I love Photoshop. As a professional photographer I use it every day, and I probably only use about 10% of it's true power. Retouching is my main purpose; removing a wrinkle here, a blemish there. Occasionally removing a whole object like a tree, or car, or that crazy uncle photo-bombing someone's wedding day. It has also come in useful for imagining what certain colors of gas tank might look on Natasha. I'm a big follower of silver, black, and red. Let's just say silver is a predominate vehicle color for me. (Everything since I was twenty has been silver, aside a white Toyota Previa minivan... but we won't talk about that.)
I was going to just repaint the tank silver again, in keeping with Natasha's original colors; maybe including some nice detailing. But when I started messing around in Photoshop with a Hue/Saturation layer, suddenly I saw Natasha in a deep red; could it be called Russian Red?
But a solid color just seems a little too plain. So I printed out a few different angles of the tank after I had colorized the tank red. With the aid of a extra fine pen and a new black sharpie, I started to throw out some ideas. I couldn't imaging doing this in Photoshop. Maybe Illustrator, but since I'm not going to spend a week being myself up to a decent speed learning that program, I decided it was easier to do it the old fashioned way.

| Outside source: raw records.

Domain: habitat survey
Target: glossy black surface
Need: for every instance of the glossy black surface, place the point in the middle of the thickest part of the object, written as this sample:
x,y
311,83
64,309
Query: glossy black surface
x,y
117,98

Sometime the simplest things can bring the greatest pleasure. Yes, after a while I started to get a bit tired of filling all the black squares, but the end result was mock-ups of a few ideas. I am definitely more enthusiastic about the chess board pattern across the top of the tank. We'll see what the custom painter I found in Pittsburgh has to say about that. It's got to be easier than doing flames or skulls, right?